Section: Features

‘Wild Men’: the circus performers buried in Mount Vernon

‘Wild Men’: the circus performers buried in Mount Vernon

Hiram and Barney Davis, whose headstone is pictured here, were raised in Mount Vernon. They were famous for their small stature and remarkable strength. | BEN NUTTER

On March 17, 1905, hundreds attended the funeral of Hiram Davis, famed circus performer, at Mound View Cemetery in Mount Vernon. A train had carried Davis’ body from the Massachusetts home of his caretaker and impresario, Mr. Warner, as per Davis’ wishes.
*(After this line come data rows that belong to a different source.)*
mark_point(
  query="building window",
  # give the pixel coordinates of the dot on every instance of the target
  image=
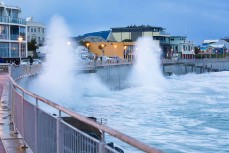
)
(14, 13)
(4, 32)
(4, 49)
(14, 32)
(14, 50)
(22, 32)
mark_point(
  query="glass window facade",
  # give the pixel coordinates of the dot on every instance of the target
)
(22, 32)
(14, 32)
(4, 49)
(4, 32)
(14, 50)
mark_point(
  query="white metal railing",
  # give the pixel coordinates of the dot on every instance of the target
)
(47, 133)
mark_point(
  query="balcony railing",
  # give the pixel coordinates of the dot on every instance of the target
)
(8, 19)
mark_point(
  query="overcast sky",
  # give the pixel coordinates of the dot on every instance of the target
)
(199, 19)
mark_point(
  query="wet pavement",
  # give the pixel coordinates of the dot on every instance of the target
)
(9, 141)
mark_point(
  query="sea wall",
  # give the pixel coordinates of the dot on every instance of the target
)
(195, 66)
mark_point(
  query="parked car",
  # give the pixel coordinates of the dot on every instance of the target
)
(105, 59)
(27, 61)
(116, 59)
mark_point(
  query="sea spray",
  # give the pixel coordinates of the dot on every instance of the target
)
(146, 70)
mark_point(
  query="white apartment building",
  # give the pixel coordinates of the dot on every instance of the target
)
(35, 30)
(11, 28)
(179, 45)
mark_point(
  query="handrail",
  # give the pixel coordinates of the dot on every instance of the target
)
(121, 136)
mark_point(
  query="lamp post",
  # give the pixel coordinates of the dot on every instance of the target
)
(124, 52)
(20, 40)
(102, 49)
(87, 44)
(115, 46)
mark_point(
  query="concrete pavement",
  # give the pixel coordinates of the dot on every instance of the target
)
(9, 142)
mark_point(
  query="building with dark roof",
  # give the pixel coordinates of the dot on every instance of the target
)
(101, 36)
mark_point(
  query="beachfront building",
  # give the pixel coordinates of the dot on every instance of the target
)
(132, 33)
(214, 47)
(35, 30)
(184, 48)
(13, 33)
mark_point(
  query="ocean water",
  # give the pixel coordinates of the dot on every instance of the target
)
(189, 114)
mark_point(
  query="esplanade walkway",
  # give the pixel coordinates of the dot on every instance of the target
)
(10, 142)
(26, 127)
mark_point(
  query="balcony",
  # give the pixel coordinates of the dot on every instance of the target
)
(7, 19)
According to his obituary in the Mount Vernon Republican, many attended out of fascination with Davis’ dwarfism. “The services were largely attended,” wrote the Republican, “many persons being present out of curiosity to look upon the body.”
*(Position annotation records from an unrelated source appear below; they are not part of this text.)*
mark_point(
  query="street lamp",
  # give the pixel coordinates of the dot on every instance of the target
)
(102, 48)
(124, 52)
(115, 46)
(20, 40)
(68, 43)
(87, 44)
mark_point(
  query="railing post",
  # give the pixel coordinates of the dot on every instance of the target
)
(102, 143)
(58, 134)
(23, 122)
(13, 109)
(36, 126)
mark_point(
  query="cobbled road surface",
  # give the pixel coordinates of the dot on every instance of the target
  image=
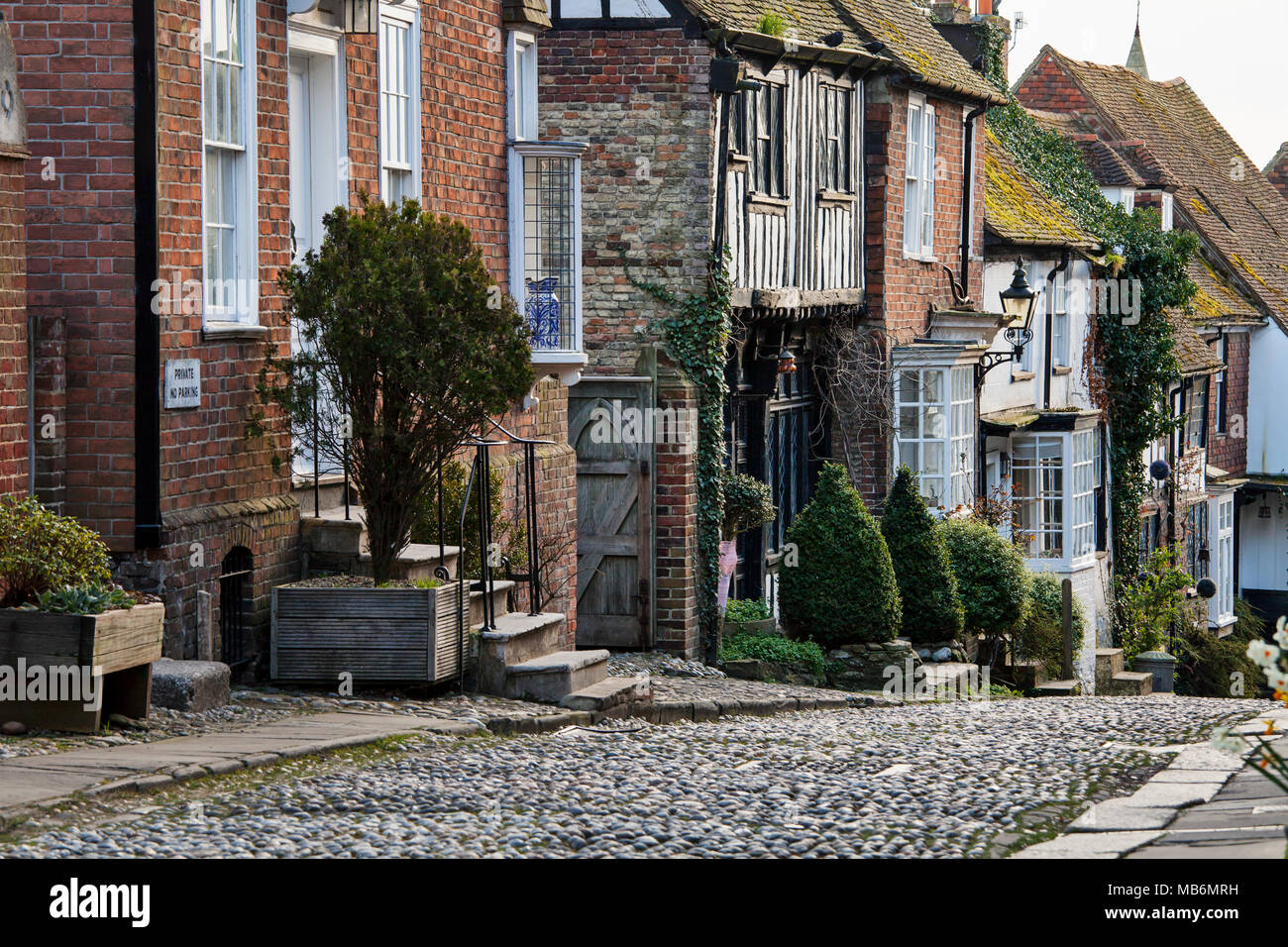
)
(923, 781)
Hiram Davis stood at three feet, six inches tall, and his younger brother, Barney, was notably shorter. According to multiple reports of their performances, they were also extraordinarily strong. During their performances, the brothers would often lift men who were six feet tall, or wrestle audience members.

Hiram and Barney’s parents, David and Catherine Davis, were English. Hiram, the older brother, was born in England. Shortly after Hiram’s birth, the family moved to New York before settling in Tiverton township in Knox County, where Barney was born. In 1842, Catherine was widowed, putting the family in financial straits. According to the Republican, a “washboard peddler” — who the newspaper identifies as M.E. Warner, but in others sources is called “Lyman Warner” — approached Catherine. Warner made an offer to purchase the siblings, who were 15 and 17 at the time, as a circus attraction. Catherine accepted.

Although the identity (and given name) of Warner is ambiguous, he was instrumental in the Davis brothers’ career as the “Wild Men of Borneo,” a traveling exhibit in which the brothers wore furs and were instructed to speak in “gibberish languages” in order to impersonate the Dayak natives of the Indonesian island of Borneo. The Davis brothers’ success was largely due to the prevalence of xenophobic and ableist attitudes in the United States at the time.

The brothers’ dwarfism is well documented, but their cognitive ability is still a point of contention. While most sources state that the brothers were “mentally disabled,” the rarely cited article in the Mount Vernon Republican, which referenced interviews Hiram’s relatives, says that the brothers were “bright mentally.”

The brothers performed across the United States, including showman P.T. Barnum’s American Museum in Manhattan, which would eventually burn down, boiling two whales alive. They also toured extensively in Europe, particularly England, Germany and France. By the end of their lives, the brothers had collectively earned $200,000 from their performances, a massive sum for the 19th century. After their separation, the brothers initially maintained regular contact with their mother, who remained in Knox County until the day of her death, either directly or through Warner. However, after the first couple of years, the brothers ceased all contact beyond the sending of checks.

Barney Davis was also buried in Mound Cemetery in Mount Vernon after his death in 1912. Their shared grave can still be viewed at the cemetery, it’s headstone engraved with the phrase “Little Men.”